*Thinking critically about information sources*
By DAVID SUZUKI-- CNEWS Science -- 10th September 2000
http://www.canoe.com/CNEWSScience0009/05_suzuki.html
Who do you turn to for news and information about science and health issues? Television? Newspapers? Industry groups? The Internet? Recent polls have found that public trust in many of these sources is very low. The most trusted sources of science and health information tend to be experts and medical professionals, as well as non-government organizations. At the bottom end of the trust spectrum are industry groups.
The public has good reason to be skeptical. Health and science issues are particularly open to manipulation, since they are often complicated and hard for the layperson to grasp in short articles or stories. And it seems that some groups will go to any lengths to distort scientific information.
For example, a 247-page report recently released by the World Health Organization (WHO), details how tobacco companies have systematically sought to undermine WHO's research and efforts to curb tobacco use for more than a decade. Tactics used by the tobacco companies included paying WHO employees to spread misinformation, hiring institutions and individuals to discredit the WHO, secretly funding reports designed to distort scientific studies and even covertly monitoring WHO meetings and conferences. Confidential tobacco company documents do not mince words as to the industry's goals, using phrases like: "Discredit key individuals," "Attack WHO," and "Work with journalists to question WHO priorities, budget, role in social engineering etc."
The report also notes that, "Tobacco companies have conducted an ongoing, global campaign to convince developing and tobacco-producing counties to resist WHO tobacco control policies." These tactics appear to have been successful, as is evident from the growth in cigarette sales in developing nations such as China. There are now more than 300 million smokers in China consuming 1,700 billion cigarettes every year - a figure that has tripled since 1978. In the coming decades, smoking is expected to surpass infectious disease as the leading threat to human health world-wide.
Profit is the obvious motive for the tobacco industry's manipulations, but the media are not immune to distortions and fabrications of their own. For example, in a segment on organic food appearing on ABC's vaunted 20/20 news program this spring and again this summer, a reporter actually fabricated some scientific test results and distorted others to make his story more sensational and fit the desired angle.

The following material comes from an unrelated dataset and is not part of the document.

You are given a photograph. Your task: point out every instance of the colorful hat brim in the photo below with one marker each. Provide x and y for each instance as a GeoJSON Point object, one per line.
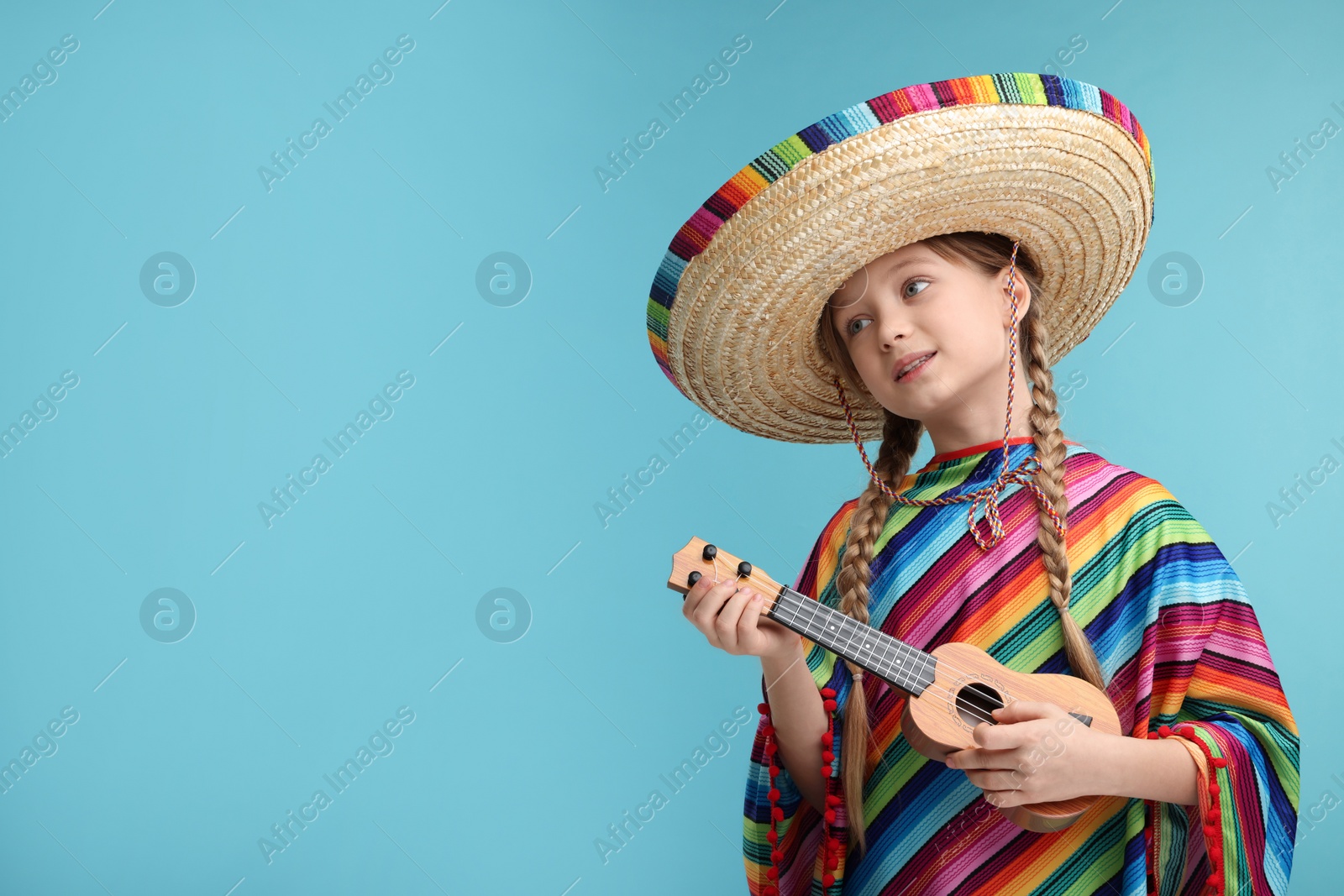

In the segment, the reporter said that tests by ABC found no pesticide residue on conventional produce, so buying organic produce to reduce exposure to pesticides was essentially a waste of time. After the segment aired, the US-based Environmental Working Group questioned the claim and found that no such tests were ever actually conducted. In fact, tests by the US Environmental Protection Agency have found residue from at least 12 different pesticides on 90 per cent of conventionally grown celery, 53 per cent of lettuce and 26 per cent of broccoli.
The ABC reporter also misrepresented tests for e-coli bacteria to make organic produce actually seem dangerous. At one point, he held up a bag of organic lettuce and confronted the head of the organic industry's trade association, proclaiming: "Shouldn't we do a warning that says this stuff could kill you and buying organic could kill you?" With no evidence to back up these claims, the reporter has since apologized and been reprimanded by the network.
Even peer-reviewed scientific journals can sometimes suffer from distorted, or even fraudulent scientific claims. In a recent editorial in the prestigious journal Science, for instance, it is reported that the journal had unknowingly published a study based on manipulated data, thus invalidating not only that study but another that had been based on the original article. Such cases are rare, but they can happen.
There is no way to be 100 per cent certain of the veracity of any science news, but we can use our best judgments to achieve reasonable certainty. We have to weigh the balance of evidence, consider the credentials and motives of the source and think critically. It's not always easy, but that's the price of being truly informed.